For instance, in these woke times with workplace culture under the microscope there’s the issue of the “mean boss.” Asked if any adjustments were made to “tone down” Miranda’s fearsome personality, Shapiro says they didn’t have to do much.
“The truth is that even in the really important change movement that is happening around us we all know there are still impossible bosses,” Shapiro says. “Miranda is not really toned down in any way. She’s impossible, she’s magnetic, she’s the worst and the best at what she does. She has to remain complex and charismatic, or you’re not invested in Andy.”
Shapiro says she knew she needed an actress who “could hold an entire Broadway stage by simply standing there. Miranda is very restrained, and you can’t suddenly because she’s in a musical make her someone who twirls and does jazz hands.”
The challenge was to find an actor who “knows their power without doing much.” Shapiro found that quality in Leavel who won a Tony for her performance in “The Drowsy Chaperone” and was most recently nominated for her role in “The Prom.” (In a bit of crazy serendipity, Leavel is playing the Streep film role in the musical, while Streep played Leavel’s character in the film version of “The Prom.”)
Leavel says she savors the challenge of portraying Miranda.
“I’m kind of the antithesis of Miranda Priestly. I’m really nice and funny and a good listener. So, it’s fun to put on someone else’s shoes who is the exact opposite of you and to live in her world and her energy.”
As for changes in portraying Andy, Jones, who is Black, says she is “not doing an Anne Hathaway impression.” Instead, she says, “Andy is pulled from a new young Black woman’s perspective which is really cool.
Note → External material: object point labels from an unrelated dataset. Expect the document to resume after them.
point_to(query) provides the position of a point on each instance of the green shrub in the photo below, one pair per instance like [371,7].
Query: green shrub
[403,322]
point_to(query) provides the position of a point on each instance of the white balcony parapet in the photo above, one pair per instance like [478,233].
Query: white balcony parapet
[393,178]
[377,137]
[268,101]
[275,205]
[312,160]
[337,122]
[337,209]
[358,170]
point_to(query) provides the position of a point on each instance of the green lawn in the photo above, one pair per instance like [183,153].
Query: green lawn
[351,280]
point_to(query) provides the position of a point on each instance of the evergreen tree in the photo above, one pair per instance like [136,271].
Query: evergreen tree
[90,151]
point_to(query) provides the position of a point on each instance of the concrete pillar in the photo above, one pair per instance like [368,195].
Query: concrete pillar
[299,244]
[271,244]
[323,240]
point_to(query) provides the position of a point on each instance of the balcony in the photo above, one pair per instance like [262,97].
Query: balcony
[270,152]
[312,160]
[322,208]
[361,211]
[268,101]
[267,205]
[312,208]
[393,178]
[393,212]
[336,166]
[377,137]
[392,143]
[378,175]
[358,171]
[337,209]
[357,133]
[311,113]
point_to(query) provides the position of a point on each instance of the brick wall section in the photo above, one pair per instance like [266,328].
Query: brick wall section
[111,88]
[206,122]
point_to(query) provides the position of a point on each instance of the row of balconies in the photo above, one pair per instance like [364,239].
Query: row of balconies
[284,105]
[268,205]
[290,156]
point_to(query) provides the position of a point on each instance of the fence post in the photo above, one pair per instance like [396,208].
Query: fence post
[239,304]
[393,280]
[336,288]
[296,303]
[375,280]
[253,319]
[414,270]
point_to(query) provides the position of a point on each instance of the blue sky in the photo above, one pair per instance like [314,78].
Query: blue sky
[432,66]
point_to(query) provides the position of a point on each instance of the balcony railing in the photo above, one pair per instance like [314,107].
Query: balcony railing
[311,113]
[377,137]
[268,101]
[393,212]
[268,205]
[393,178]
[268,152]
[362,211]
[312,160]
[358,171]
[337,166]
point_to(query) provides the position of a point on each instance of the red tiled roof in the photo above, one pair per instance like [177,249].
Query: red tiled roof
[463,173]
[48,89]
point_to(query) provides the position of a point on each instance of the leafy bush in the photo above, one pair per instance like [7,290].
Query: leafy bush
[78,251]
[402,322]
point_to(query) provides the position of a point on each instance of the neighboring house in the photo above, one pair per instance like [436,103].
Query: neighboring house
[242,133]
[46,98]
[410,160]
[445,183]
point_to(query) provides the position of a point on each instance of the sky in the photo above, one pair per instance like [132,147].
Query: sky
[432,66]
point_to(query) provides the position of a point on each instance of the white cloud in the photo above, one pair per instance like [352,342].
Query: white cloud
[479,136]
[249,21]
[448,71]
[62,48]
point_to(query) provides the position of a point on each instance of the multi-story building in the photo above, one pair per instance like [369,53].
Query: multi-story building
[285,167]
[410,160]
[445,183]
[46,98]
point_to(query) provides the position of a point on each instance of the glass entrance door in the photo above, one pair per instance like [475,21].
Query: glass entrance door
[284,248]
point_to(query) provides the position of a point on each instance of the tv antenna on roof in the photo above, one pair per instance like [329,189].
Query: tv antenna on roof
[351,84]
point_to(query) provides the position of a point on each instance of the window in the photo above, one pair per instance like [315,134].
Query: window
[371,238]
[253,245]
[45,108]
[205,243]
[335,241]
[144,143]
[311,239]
What I like about her is she’s spunky, she’s a fighter, she’s ambitious, she’s brave but she’s also flawed.”
Costume designer Arianne Phillips has created what promises to be high-fashion feast, an essential element of the story. “There’s a lot of eye candy,” promises Wetherhead.
Adds Jones: “Arianne is celebrating fashion as art, she’s celebrating fashion as expression, she’s celebrating what fashion means in 2022 as representation.”
When it comes to the musical’s score, Elton John told People magazine that the songs will be “modern” and that he “enjoyed writing every single one.” It’s not his first foray into musical theater, having written music for “Billy Elliot the Musical,” “The Lion King” and “Aida.”
John and lyricist Shaina Taub have a shared love of musical theater and contemporary music, and they’ve created a score filled with pop tunes and ballads that Shapiro feels “tip into some incredible moving emotional truths.”
After the Chicago run, the creative team will continue to fine tune the show before it begins its expected February run on Broadway. Shapiro is certain she’ll learn from her hometown audience.
“This is an audience I trust. I love sitting in previews and hearing and feeling what is working and what isn’t. It feels like a partnership. After all this time working on the show, I’m really ready to hear the response.”